Röportaj: Bikem Ögünç
Covid-19 iş hayatında büyük bir değişim başlattı. Özellikle İnsan Kaynakları yöneticilerinin işleri daha zorlaştı. Neden diye soracak olursanız, basit bir yanıtla “İş yapış biçimleri değişti” diyebiliriz. Daha spesifik cevaplar içinse uzman yanıtları almak daha doğru. İşte bu yüzden sözü, Ergi Şener’e bıraktık.
Pandemi, özellikle iş dünyasında ciddi bir değişim yarattı. İlk olarak biraz bundan bahsedelim, dilerseniz. İK yöneticileri için pek çok sürecin yeniden tasarlandığı bir dönem oldu. Bu konuda neler söyleyebilirsiniz?
Covid-19 ile birlikte hayatın her alanında ciddi bir değişim ve dönüşüm gözlemliyoruz. Bu değişimin merkezinde teknoloji ve dijital servisler bulunuyor. Korona öncesi yıllardır devam etmekte olan pek çok tartışmanın ya da uygulamanın, karantina sürecinde birkaç haftada hayatımıza girdiğine tanıklık ettik. Temelde yıllarca sürecek olan değişimlere, haftalar içinde adapte olmaya başladık. Sanki zaman ilerlerken, birden “hızlı ileri alma” düğmesine basma gibi bir hamle oldu. Bu konuları hurriyet.com.tr’deki yazılarımda da dile getirmeye çalışıyorum. Koronavirüsün iş yaşamında yarattığı fırtına etkisi ile birlikte, liderlerin ve İK yöneticilerinin pek çok süreci baştan tasarlamaları gereken bir dönemdeyiz. Pandemi, şirketlerin geleneksel operasyonel ve stratejik hedeflerini ciddi biçimde etkilerken bu süreçte öne çıkan yeni trendlerin etkisinin değerlendirilmesi, hızlı aksiyon gerektiren alanların belirlenmesi ve kriz kaynaklı hedef ve planların ne ölçüde değiştiğinin analizi daha da önem kazanıyor. Bu süreçte, değişime hızla adapte olup, çevik bir şekilde organizasyonlarını dönüştürebilen liderler, rekabette de şirketlerini öne çıkaracaklar. Yaşadığımız değişim süreci, değişime hızlı adapte olabilen esnek kuruluşların, beklenmedik krizler doğrultusunda rotalarını daha hızlı düzeltebildiklerini de çarpıcı bir biçimde gösteriyor.
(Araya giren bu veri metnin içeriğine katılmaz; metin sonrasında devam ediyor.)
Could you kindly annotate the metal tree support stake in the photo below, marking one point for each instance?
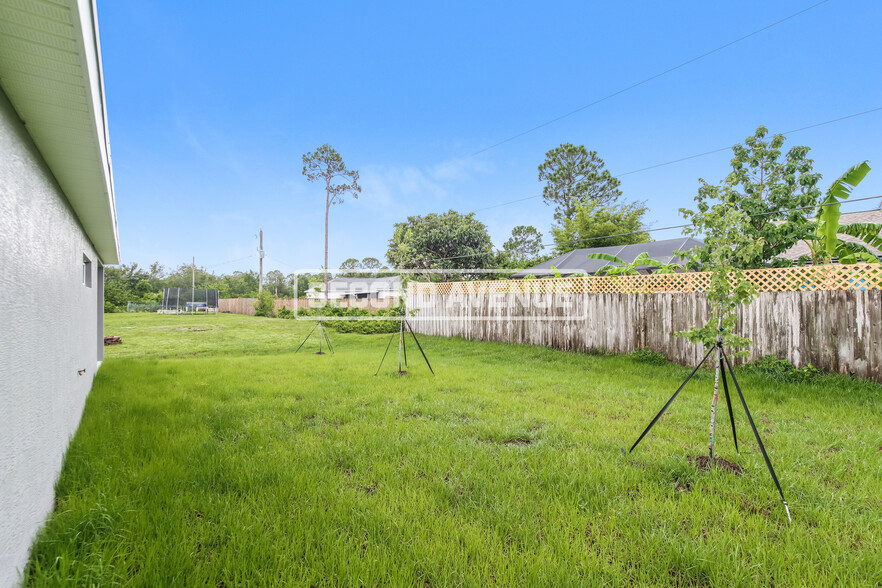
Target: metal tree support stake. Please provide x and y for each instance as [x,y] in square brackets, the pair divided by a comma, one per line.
[721,371]
[402,347]
[323,335]
[716,397]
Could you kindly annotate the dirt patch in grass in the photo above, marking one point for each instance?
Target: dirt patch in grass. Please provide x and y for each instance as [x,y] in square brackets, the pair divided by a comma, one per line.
[518,441]
[704,462]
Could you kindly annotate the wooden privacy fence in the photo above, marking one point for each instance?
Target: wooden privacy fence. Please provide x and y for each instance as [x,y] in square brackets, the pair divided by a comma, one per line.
[831,318]
[864,276]
[246,305]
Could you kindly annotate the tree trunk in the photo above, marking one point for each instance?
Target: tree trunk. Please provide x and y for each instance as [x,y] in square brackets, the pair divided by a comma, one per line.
[719,363]
[714,412]
[327,211]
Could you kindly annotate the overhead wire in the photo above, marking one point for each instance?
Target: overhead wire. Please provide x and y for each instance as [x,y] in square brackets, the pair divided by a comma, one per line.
[649,79]
[688,157]
[583,240]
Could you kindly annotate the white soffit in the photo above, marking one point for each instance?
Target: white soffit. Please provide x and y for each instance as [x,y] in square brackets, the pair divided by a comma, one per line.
[50,69]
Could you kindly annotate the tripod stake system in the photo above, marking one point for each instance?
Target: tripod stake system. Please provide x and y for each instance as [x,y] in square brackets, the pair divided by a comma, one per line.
[723,365]
[323,337]
[402,347]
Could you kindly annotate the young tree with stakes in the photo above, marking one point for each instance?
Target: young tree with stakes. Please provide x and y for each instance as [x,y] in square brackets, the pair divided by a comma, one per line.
[730,245]
[325,164]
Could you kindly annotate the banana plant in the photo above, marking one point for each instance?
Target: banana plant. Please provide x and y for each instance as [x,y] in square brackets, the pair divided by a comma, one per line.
[630,269]
[825,244]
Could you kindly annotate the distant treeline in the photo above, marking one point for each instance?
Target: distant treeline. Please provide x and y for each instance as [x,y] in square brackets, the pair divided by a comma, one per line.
[131,283]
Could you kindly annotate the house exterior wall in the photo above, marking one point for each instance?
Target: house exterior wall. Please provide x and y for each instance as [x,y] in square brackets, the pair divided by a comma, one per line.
[52,327]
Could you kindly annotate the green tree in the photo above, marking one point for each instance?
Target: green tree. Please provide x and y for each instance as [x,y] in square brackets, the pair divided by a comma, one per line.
[441,241]
[825,242]
[265,305]
[371,263]
[325,165]
[766,187]
[631,269]
[350,267]
[573,175]
[592,225]
[275,281]
[524,245]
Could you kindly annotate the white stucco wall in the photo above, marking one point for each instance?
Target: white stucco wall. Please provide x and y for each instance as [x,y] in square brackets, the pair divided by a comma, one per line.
[49,329]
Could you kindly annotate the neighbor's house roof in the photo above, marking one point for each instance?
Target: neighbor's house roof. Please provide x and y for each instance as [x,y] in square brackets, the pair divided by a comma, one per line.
[369,284]
[847,218]
[50,69]
[576,261]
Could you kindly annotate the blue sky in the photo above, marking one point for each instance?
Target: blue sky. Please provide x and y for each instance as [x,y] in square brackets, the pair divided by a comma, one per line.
[212,104]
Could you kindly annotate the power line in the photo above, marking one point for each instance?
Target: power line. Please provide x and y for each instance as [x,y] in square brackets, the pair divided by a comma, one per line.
[649,79]
[583,240]
[688,157]
[812,126]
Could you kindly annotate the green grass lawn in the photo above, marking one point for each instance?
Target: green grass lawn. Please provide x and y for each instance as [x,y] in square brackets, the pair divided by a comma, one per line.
[210,454]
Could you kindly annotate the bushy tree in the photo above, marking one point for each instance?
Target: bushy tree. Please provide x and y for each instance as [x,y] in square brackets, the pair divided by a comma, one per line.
[573,175]
[524,245]
[765,186]
[442,241]
[598,225]
[264,305]
[350,268]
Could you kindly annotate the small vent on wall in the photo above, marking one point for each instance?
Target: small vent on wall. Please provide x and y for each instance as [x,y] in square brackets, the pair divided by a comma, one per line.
[87,271]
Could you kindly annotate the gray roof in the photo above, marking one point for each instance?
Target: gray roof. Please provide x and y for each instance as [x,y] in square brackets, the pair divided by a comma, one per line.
[847,218]
[366,284]
[576,261]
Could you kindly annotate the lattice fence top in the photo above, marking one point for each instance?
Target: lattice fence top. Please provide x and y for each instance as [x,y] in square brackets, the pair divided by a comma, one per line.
[864,276]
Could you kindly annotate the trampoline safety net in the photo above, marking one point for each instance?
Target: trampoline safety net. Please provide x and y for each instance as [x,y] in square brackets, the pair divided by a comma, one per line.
[190,300]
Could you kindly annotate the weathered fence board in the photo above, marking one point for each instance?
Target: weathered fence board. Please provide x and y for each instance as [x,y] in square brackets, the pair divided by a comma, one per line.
[836,330]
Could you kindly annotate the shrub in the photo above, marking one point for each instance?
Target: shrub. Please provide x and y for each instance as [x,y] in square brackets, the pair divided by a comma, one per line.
[365,327]
[782,369]
[264,305]
[649,356]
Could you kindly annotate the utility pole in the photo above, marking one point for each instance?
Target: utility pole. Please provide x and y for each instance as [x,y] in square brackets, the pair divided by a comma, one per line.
[260,283]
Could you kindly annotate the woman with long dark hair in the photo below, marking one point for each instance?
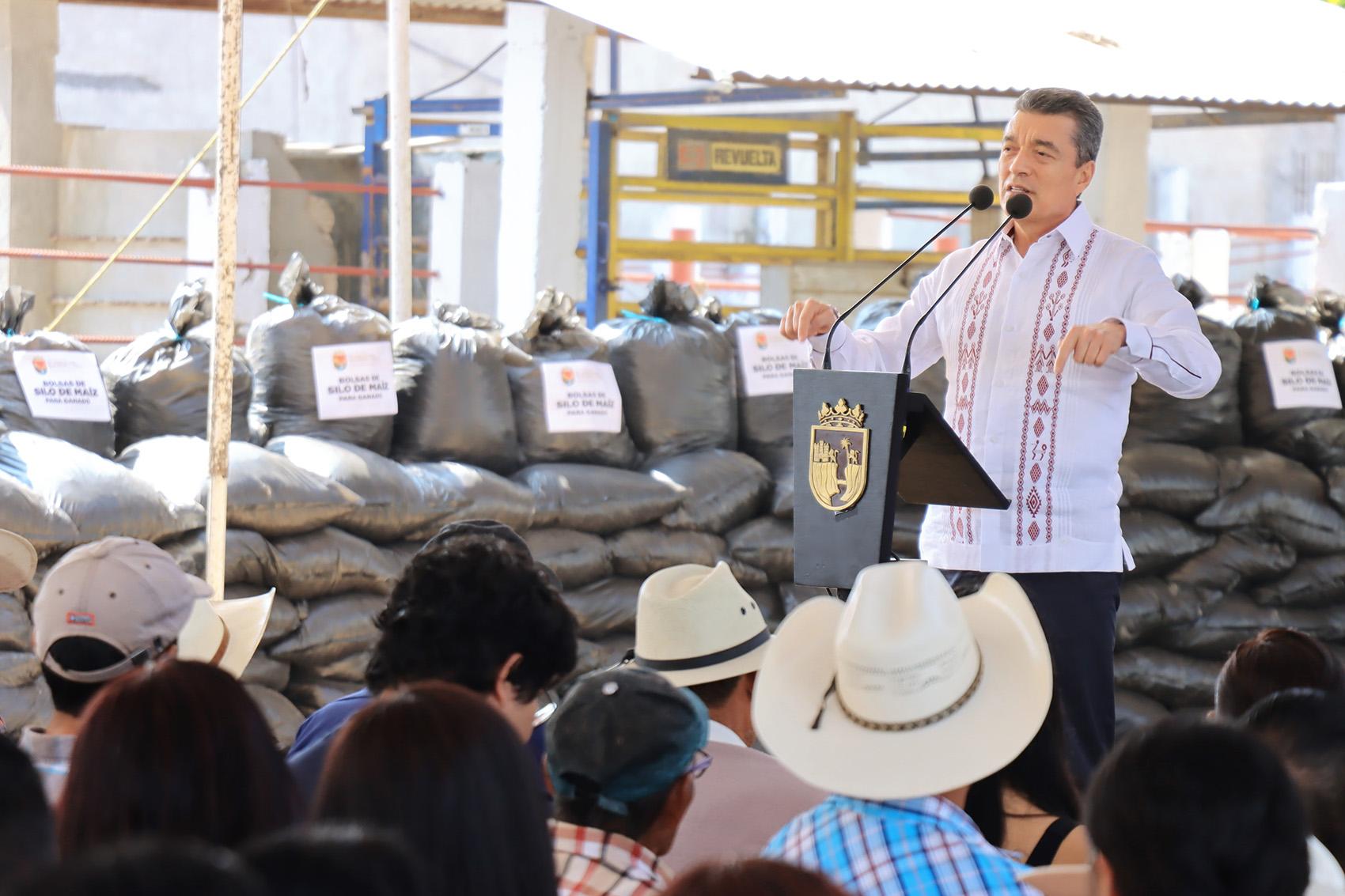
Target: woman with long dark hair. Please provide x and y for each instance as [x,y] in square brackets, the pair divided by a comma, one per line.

Bu süreçte kimler daha başarılı bir süreç geçirdi sizce ve bundan sonrası nasıl planlanmalı?
Tamamen fiziksel operasyonlara dayalı, geleneksel işletmelerin çoğu (oteller, restoranlar, perakendeciler, marketler, vb.) büyük krizlerle baş etmek durumundayken günlük hayatımıza kesintisiz devam etmemiz dijital teknolojiler sayesinde oluyor. Bu süreçte, yeni dünyaya hazır olanlar gerçek anlamda öne çıktı ve rekabette farkı açmaya devam ediyor. Zorunluluktan, panikle, günü kurtarmak adına gerçekleştirilen çalışmalardan ve uygulamalardan ziyade, değişimi doğru anlayıp, analiz edip, işletmelerinin gereksinimleri doğrultusunda uygulamaya koyanların başarılı olduğu bir dönemdeyiz. Bundan sonra da bu şekilde devam ediyor olacak.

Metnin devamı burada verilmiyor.